Due to major differences in CpG ODN effects in murine and human immune systems, one has to be cautious in predicting the anti-tumor activity of peritumoral CpG ODN treatment in cancer patients. Several points have to be considered if peritumoral CpG monotherapy from the murine tumor model is translated into the clinical setting. First, the appropriate CpG ODN have to be selected, since the CpG motif that is optimal to activate human immune cells is different from the CpG motifs for the murine system (12, 26). Second, major differences exist between mice and humans regarding the existence of different dendritic cell subsets and their susceptibility to stimulation by CpG ODN (23, 28, 50). Third, the tumor load in most patients with cancer is higher than that in animal tumor models used to test immunotherapies.

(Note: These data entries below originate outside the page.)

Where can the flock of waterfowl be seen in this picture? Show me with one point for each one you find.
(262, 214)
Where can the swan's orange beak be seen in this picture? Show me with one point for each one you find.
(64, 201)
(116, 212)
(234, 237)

Since in our study the efficacy of peritumoral CpG ODN monotherapy declined when the start of therapy was delayed, it is unlikely that peritumoral CpG ODN will be sufficient to eradicate large tumors in patients. However, peritumoral injections of CpG ODN may complement other immunotherapeutic approaches as well as standard treatment of cancer, such as surgery and chemotherapy. In particular, peritumoral CpG ODN monotherapy before surgery (neoadjuvant setting) may induce a systemic immune response that might be capable of eliminating remaining tumor cells and micrometastases and thus preventing recurrence of the tumor.
This work was supported by a grant from Dr. Mildred Scheel-Stiftung (10-1309-En2) DIG EN 169/7-1, a grant from the BMBF and Coley Pharmaceutical (03-12235-6; to G.H.), and the German-Israeli Foundation (I-021-203.05/96). This work contains parts of the doctoral thesis of K.H. and K.R. at Ludwig Maximilians University of Munich.
Abbreviations used in this paper: TLR, Toll-like receptor; CpG ODN, oligodeoxynucleotide with CpG motif.